M. Demonceau. - Je suis étonné, messieurs, que l'honorable M. Mercier, qui défend avec tant d'insistance le système du gouvernement, ait abandonné ce système l'année dernière, car l’année dernière il était parfaitement d'accord avec nous, lorsque nous avons demandé la suppression de la disposition reproduite aujourd'hui par l'honorable ministre des finances actuel. M. Mercier s'est rallié alors à la suppression que nous demandions, et cette suppression fut votée à l'unanimité par la chambre, y compris le ministère.

S'il s'agissait d'établir une règle générale, d'après laquelle les villes ne pourraient élever aucune espèce d'impôt au-delà d'un taux déterminé, je comprendrais la disposition ; mais comment se fait-il que l'on propose une disposition pour le genièvre seulement, tandis qu'on ne le fait pas pour les bières et pour d'autres matières imposables.

Si le gouvernement peut résister sur un point, pourquoi ne pourrait-il pas résister sur d'autre ? Je ne comprends pas un gouvernement qui a dans ses attributions le pouvoir de refuser les modifications que les autorités communales voudraient apporter à leurs octrois et qui demande qu'on lui impose des limites à cet égard. Le gouvernement a aujourd’hui, sous ce rapport, un pouvoir absolu, et il veut qu'on lui impose des bornes ! Mais qu'il use de son pouvoir chaque fois qu'il croira que les villes abusent de leur droit.

Examinions, messieurs, le système bâtard que l'on voudrait rétablir : l'impôt au profit de l'Etat est établi sur la cuve matière, tandis que dans la plupart des villes l'impôt est établi sur la matière fabriquée qui est introduite ; ici je citerai pour exemple la ville que j'habite. Dans cette ville il n'y a pas de distilleries ; eh bien, entendez-vous qu'elle ne puisse pas élever les droits sur le genièvre fabriqué de manière à dépasser le tiers de l'impôt perçu par l'Etat ? Si vous l'entendiez ainsi, vous lui feriez tort sans avantage pour le trésor, car aujourd’hui elle perçoit un droit de 10 à 12 francs par hectolitre de matière fabriquée,ce qui est bien plus que la moitie du droit actuel, établi sur la cuve matière an profit de l'Etat. La ville de Tournay est dans le même cas, car l'année dernière il a été prouvé que cette ville percevait un droit de 19 francs par hectolitre ; il n'existait à cette époque aucune distillerie à Tournay, mais vous comprenez sans peine que si vous défendez à la ville de Tournay de maintenir son droit actuel, vous allez faire affluer dans cette ville toutes les distilleries qui existent aujourd'hui au dehors de ses murs, parce qu'alors les distilleries de l'intérieur auront le monopole, les autres ne pouvant pas introduire leurs produits.

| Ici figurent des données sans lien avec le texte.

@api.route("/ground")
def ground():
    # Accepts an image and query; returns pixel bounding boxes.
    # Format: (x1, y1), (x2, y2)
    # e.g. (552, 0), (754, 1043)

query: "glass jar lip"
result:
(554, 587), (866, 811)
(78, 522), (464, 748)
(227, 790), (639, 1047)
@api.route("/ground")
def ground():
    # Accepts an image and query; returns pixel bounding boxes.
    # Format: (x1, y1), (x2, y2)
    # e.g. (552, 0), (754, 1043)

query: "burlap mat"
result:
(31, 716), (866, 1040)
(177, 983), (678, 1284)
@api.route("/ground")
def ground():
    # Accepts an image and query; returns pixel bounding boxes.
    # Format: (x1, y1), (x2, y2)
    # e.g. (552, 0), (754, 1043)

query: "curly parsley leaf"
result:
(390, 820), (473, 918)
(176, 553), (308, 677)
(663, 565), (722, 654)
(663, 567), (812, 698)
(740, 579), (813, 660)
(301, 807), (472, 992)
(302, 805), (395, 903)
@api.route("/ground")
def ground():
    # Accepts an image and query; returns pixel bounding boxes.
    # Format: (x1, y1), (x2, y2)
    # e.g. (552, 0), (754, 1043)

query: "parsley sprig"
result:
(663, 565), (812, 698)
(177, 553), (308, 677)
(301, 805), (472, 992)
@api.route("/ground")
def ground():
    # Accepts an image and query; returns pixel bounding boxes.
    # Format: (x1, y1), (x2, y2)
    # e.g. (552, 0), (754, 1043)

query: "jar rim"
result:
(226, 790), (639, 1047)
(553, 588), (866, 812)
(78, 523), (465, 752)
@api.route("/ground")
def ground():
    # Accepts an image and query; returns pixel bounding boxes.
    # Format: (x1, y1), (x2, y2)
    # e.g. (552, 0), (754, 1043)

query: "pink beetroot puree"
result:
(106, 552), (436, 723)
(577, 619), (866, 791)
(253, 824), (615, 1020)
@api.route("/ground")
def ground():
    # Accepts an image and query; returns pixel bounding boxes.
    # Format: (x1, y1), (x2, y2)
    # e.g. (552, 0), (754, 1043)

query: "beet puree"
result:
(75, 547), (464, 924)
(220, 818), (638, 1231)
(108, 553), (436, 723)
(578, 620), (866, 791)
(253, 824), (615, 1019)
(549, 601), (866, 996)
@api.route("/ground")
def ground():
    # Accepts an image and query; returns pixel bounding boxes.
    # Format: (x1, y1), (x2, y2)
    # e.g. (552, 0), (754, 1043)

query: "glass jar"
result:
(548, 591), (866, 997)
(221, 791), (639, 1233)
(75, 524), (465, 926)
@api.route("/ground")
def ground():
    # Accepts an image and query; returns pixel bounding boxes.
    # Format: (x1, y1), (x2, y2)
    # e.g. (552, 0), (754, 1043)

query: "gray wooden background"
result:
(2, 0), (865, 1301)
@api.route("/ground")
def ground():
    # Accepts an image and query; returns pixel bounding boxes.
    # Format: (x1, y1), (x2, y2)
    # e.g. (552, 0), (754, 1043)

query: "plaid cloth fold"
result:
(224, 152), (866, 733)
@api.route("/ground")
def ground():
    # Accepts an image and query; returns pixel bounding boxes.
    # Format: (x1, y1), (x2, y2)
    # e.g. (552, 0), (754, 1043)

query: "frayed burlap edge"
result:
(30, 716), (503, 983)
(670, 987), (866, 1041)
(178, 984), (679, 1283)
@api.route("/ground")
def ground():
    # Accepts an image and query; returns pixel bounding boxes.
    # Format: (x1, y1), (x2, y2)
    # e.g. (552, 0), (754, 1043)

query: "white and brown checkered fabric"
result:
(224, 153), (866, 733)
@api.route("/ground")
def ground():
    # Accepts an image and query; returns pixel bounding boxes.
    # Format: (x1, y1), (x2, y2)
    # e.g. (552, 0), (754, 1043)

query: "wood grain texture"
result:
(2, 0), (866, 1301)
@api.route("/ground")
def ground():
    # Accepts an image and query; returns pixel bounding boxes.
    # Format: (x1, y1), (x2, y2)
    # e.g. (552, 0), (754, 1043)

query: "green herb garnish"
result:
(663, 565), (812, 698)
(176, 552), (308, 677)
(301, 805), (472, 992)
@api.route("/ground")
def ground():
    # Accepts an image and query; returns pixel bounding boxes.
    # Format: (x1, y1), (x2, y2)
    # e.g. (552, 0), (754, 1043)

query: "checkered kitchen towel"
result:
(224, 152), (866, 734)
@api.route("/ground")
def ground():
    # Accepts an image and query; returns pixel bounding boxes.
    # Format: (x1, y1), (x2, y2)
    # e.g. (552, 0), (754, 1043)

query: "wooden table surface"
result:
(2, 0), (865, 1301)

Un membre. - Il faut égaliser les positions.

M. Demonceau. -Mais il faudrait que la ville de Tournay réduisît son droit jusqu'à concurrence de 33 centimes par hectolitre de matière mise en macération ; or, je crois qu'avec un hectolitre de matière mise en macération on produit 5 litres de genièvre. .

M. le ministre des finances (M. Smits) - 5 litres et 1/2.

M. Demonceau. - Supposons 6 litres ; le droit au profit de l’Etat n'arrivera donc pas à 20 fr. par hectolitre ; la ville de Tournay perçoit aujourd'hui 19 fr., et il a été prouvé que ce droit ne donne aucunement lieu à la fraude.

Messieurs, tout ce que nous a dit l'honorable M. Mercier prouve une chose, c'est que le système de notre loi est mauvais : il faut que vous modériez l’impôt des villes. Il faut que vous modériez l'impôt de l'Etat pour ne pas donner lieu, comme on le dit, à la fraude. Mais pourquoi maintenez-vous une législation aussi défectueuse ? Comment ! le genièvre est la matière la plus imposable de toutes, c'est celle que nous devrions frapper le plus fortement ; et c'est précisément celle-là que l'on craint d'imposer ! Et pourquoi ? Parce que la loi repose sur un mauvais système, parce qu'elle autorise un travail immense de matière, moyennant un droit fort léger.

N'allez pas croire, messieurs, que, dans la localité que j'habite, ni à Tournay, on se plaigne de la fraude ; jusqu'à présent il ne s'est élevé à cet égard aucune espèce de difficulté ; les administrations de ces villes perçoivent, sans aucune espèce de réclamation, le droit qu'elles ont établi. Si vous appliquiez à ces deux villes la disposition dont nous nous occupons, vous risqueriez de faire affluer les distilleries vers l’intérieur, et force leur serait de réduire considérablement un droit qui, dans l’intérêt de leurs finances et de la morale publique, devrait être encore plus élevé qu’il ne l’est.

Je persiste à croire, messieurs, qu’il ne faut pas insérer dans la loi une disposition semblable à celle qui nous est proposée, et qui concerne uniquement le genièvre. J'insiste donc pour que la chambre adopte la proposition de la section centrale.

M. Mercier. - Messieurs, si j'ai soutenu l’article du projet de loi, je ne crois pas avoir mis la moindre animosité dans mes paroles, quoiqu'en dise l'honorable préopinant.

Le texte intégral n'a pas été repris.